~~The criminal~~ the luminary Rev. Dr. King has a lot to teach us, including to avoid the worst argument in the world.

I was heartbroken to see this rampant racial segregation in America, on MLK Day no less!

I was informed by WordPress that some of the ad revenue on Putanumonit will begin to accrue to yours truly. I assume that beforehand your monetized clicks were simply drifting into the dark abyss. I reiterate that the financial goal of this blog is strictly to **lose** money, I will ~~drink away~~ donate to charity whatever ad-pennies accumulate.

Here’s the full, easy to browse archive of Putanumonit. I’m trying to get y’all to use the comments there for topic suggestions, so far to no avail.

Remember how the tails of a bell curve drop off much faster than you ever imagined (and that’s why China is bad at soccer)? Even Francis Galton, a founding father of statistics and sampling theory didn’t fully grasp it.

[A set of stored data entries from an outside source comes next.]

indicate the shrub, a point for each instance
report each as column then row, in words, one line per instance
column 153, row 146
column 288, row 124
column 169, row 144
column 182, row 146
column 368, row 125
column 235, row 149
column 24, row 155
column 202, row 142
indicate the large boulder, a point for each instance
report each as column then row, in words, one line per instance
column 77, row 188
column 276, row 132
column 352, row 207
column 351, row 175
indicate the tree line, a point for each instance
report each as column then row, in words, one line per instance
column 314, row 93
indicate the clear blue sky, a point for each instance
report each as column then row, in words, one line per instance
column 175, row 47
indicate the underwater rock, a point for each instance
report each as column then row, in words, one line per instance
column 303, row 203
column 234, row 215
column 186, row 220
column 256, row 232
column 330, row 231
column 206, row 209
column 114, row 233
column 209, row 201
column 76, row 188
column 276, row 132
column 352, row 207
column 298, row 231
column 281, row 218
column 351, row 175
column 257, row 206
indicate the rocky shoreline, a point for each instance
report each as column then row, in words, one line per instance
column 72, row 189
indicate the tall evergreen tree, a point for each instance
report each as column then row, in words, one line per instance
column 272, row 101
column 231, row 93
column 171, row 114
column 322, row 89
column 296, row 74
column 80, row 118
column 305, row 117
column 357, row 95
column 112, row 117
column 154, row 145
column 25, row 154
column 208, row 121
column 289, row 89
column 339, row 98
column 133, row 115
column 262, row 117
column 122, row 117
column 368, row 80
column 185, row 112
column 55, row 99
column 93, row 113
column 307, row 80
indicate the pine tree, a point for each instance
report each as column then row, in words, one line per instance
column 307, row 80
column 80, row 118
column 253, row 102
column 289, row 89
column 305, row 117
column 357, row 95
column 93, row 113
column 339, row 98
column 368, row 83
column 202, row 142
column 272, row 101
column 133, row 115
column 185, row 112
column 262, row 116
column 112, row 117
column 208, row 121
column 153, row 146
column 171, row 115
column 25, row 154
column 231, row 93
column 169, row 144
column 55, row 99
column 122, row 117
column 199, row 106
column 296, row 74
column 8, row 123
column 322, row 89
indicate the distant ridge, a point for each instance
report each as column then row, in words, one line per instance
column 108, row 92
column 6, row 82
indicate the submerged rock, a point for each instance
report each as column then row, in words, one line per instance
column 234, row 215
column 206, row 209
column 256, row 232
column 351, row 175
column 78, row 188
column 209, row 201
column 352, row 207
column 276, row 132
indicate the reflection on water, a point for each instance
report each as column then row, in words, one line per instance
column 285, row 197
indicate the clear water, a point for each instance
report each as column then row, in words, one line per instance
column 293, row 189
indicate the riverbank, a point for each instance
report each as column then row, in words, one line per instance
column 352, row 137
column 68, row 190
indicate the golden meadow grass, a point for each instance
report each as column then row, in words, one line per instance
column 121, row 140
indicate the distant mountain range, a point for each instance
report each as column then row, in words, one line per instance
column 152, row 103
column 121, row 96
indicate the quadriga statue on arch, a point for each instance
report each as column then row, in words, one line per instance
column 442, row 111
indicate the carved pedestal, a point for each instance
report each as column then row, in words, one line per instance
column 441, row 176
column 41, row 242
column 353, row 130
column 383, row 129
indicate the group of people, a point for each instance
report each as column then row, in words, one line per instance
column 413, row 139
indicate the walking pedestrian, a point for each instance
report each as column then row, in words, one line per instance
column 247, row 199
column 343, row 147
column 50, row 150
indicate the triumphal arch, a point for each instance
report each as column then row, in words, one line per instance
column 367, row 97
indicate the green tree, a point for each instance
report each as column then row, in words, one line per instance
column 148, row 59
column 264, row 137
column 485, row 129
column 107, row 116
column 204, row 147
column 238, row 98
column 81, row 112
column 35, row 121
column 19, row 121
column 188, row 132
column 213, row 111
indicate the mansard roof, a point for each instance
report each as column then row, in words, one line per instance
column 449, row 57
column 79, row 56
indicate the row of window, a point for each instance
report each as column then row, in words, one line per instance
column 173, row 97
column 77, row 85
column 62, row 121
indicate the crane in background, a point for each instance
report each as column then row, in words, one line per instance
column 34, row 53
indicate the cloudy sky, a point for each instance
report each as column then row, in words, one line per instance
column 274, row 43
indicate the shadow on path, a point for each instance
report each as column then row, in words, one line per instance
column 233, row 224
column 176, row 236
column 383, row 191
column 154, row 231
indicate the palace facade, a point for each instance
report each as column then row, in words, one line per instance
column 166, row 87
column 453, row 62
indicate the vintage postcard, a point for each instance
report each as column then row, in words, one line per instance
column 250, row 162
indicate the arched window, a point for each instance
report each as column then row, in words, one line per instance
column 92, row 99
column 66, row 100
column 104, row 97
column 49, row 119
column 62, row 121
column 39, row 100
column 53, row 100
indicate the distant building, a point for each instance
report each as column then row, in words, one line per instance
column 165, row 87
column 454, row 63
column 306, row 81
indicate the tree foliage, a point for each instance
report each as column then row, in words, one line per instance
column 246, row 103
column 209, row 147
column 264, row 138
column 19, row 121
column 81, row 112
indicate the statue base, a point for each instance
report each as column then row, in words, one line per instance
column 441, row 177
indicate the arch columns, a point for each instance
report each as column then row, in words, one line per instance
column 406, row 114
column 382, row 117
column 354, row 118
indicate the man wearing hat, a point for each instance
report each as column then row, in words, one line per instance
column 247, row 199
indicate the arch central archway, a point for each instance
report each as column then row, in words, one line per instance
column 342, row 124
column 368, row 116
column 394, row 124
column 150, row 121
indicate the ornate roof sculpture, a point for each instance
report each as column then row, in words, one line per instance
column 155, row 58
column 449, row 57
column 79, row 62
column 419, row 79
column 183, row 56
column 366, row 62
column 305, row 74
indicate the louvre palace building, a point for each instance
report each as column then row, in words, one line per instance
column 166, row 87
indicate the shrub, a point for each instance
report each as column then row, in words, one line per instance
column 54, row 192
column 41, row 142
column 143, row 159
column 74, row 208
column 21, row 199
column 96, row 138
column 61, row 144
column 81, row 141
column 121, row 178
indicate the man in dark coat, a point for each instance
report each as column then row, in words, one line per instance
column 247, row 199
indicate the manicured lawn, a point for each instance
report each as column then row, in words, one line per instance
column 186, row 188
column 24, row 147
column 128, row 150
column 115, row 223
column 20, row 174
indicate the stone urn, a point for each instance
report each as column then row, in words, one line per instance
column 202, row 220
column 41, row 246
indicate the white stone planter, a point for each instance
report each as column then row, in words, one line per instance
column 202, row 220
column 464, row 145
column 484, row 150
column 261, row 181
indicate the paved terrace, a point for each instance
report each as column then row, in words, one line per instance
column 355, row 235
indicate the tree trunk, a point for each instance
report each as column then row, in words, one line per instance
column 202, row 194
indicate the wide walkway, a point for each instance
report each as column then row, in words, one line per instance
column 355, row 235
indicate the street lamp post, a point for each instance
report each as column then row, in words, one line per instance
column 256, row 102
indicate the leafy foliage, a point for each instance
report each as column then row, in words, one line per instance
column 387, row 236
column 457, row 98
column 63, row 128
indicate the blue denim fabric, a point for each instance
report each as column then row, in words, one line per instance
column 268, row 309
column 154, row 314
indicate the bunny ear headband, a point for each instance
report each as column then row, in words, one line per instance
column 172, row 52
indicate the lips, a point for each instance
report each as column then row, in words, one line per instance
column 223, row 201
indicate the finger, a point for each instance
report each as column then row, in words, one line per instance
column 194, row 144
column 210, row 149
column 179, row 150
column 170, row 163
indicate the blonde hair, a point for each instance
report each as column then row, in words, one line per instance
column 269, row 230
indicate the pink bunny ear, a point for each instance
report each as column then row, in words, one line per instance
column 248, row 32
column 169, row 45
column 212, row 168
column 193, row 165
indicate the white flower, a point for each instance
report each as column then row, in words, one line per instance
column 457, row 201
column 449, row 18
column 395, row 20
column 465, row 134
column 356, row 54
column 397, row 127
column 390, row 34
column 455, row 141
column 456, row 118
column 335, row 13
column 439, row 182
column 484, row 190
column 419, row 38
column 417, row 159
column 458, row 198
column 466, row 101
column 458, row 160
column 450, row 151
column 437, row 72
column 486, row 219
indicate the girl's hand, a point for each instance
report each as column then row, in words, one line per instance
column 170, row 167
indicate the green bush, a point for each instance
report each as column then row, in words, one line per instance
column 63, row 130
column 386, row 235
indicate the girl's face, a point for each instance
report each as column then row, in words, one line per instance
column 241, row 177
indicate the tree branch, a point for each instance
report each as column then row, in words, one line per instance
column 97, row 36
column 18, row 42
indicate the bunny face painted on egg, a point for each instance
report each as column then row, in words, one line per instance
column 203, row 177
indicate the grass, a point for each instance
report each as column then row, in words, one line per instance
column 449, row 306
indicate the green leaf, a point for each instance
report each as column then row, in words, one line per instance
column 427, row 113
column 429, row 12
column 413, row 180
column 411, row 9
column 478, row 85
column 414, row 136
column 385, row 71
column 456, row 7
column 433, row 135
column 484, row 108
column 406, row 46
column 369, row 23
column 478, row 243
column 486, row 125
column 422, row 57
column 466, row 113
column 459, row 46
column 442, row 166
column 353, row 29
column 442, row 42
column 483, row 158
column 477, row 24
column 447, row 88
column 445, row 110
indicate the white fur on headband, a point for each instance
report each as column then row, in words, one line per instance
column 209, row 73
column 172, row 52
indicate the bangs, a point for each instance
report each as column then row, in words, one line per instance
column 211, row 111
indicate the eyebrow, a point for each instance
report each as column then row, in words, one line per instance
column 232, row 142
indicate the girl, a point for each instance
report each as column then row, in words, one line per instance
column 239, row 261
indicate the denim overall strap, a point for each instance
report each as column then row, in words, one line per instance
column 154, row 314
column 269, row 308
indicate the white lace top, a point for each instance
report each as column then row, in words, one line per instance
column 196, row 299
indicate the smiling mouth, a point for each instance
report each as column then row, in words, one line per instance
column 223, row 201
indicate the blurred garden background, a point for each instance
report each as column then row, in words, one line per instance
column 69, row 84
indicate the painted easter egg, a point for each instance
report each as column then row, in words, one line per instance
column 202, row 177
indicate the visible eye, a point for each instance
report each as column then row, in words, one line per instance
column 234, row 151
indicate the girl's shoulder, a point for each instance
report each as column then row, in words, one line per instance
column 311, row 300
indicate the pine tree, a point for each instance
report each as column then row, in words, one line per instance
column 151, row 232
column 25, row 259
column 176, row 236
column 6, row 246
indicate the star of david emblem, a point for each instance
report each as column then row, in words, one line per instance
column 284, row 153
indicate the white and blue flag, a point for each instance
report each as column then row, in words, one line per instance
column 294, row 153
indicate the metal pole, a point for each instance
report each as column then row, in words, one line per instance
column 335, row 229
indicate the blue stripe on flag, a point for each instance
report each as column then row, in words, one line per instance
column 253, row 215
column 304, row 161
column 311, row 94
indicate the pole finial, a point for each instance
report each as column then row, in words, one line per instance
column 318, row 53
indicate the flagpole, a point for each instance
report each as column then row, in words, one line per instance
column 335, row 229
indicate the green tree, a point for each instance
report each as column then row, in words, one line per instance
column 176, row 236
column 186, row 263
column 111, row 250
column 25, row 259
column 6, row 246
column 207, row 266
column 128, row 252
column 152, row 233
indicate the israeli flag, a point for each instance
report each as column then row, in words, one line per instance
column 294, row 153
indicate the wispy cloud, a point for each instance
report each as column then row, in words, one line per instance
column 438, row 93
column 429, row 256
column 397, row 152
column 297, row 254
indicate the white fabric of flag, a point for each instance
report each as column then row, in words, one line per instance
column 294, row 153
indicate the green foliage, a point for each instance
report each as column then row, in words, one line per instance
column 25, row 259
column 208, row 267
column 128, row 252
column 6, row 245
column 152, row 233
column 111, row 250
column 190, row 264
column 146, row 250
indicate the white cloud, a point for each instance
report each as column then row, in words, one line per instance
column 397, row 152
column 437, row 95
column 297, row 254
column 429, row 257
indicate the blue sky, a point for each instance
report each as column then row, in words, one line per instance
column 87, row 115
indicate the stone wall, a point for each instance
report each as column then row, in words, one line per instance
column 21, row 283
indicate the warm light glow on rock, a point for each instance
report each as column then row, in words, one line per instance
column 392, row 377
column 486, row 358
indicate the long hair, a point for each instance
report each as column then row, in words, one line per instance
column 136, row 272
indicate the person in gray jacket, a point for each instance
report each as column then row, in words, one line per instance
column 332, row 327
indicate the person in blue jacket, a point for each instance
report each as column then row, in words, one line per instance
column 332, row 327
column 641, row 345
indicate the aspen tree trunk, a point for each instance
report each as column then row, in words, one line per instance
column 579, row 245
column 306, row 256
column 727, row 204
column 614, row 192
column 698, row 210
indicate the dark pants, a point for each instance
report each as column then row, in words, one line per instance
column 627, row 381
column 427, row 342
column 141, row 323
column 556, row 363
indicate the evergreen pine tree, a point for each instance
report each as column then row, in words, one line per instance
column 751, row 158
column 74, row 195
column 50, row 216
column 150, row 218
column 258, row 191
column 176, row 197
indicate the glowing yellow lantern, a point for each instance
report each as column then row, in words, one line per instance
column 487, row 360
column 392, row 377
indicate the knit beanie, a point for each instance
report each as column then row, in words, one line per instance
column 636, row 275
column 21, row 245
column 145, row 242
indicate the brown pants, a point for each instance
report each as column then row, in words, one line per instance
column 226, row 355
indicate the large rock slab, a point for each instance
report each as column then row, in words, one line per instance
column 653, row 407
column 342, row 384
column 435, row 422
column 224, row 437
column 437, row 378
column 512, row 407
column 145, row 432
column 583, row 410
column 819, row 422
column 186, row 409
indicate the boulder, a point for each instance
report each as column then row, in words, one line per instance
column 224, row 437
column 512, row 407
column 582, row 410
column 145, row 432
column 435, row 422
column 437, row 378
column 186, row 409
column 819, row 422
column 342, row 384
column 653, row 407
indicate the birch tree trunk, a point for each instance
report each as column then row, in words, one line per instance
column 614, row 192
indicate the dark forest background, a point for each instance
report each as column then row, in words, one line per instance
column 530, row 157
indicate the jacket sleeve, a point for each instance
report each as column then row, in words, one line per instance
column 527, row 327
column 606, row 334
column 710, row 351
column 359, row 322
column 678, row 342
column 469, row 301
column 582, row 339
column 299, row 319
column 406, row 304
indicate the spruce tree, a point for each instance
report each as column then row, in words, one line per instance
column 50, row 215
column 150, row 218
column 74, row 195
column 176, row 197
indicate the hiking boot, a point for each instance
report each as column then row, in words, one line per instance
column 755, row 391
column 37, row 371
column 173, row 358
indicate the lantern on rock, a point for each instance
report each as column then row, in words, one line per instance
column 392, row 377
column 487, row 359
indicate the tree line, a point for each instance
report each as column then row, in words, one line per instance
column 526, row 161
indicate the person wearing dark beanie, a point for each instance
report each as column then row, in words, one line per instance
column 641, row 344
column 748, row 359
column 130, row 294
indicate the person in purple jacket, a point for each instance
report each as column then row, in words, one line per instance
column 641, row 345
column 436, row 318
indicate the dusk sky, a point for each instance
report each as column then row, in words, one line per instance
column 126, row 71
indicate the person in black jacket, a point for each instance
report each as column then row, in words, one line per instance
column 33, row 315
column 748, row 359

SlateStarCodex breaks down another abuse of statistics by the media, this time by a right-wing source to show political neutrality. Since I care more about meta politics than about politics I don’t worry about the latter, and I also assume a priori that **any** article on a political site is probably using numbers to bullshit. If I ever come across a political article that uses sound, well-interpreted data to make an unbiased analysis that would be newsworthy enough to write about. I’ll try to go after tougher targets: published scientific research and those in the media who should know better.

Speaking of 538, Walt Hickey wrote a couple of pieces on estimating the number of Powerball tickets sold. His original model (which made perfect sense given the data at the time) was of exponential growth, where doubling the jackpot would more than double the number of tickets. Faster than linear growth would mean that there would be an optimum jackpot beyond which each participant’s winnings will **decrease** as the prize **increases**.

However, the two recent mega-jackpots don’t bear out that case, with Wednesday’s Powerball topping out at 635 million tickets. That’s **3 tickets per adult in the United States**, but still below exponential. I fit a linear regression model of the number of tickets sold based on the size of the jackpot and the number of news articles about Powerball for each drawing.

I have included all data since Powerball switched to $2 tickets in January 2012. Data from 1/2012-4/2013 are adjusted for the fact that California joined Powerball on 4/10/2013 and has since accounted for almost 11% of ticket sales.

The model gives a baseline of 7.5 million tickets for a minimal $40m prize (actual minimum is around 10 million) and 170,000 extra tickets for every $1m in the pot. Every news article (which tend to materialize when the jackpot is the “biggest ever”) inspires 5 million tickets, or one extra winner per 57 news stories.

Based on these numbers, **can a jackpot grow large enough to provide a positive expectancy on your money?** Before I answer that, there’s another important point to examine.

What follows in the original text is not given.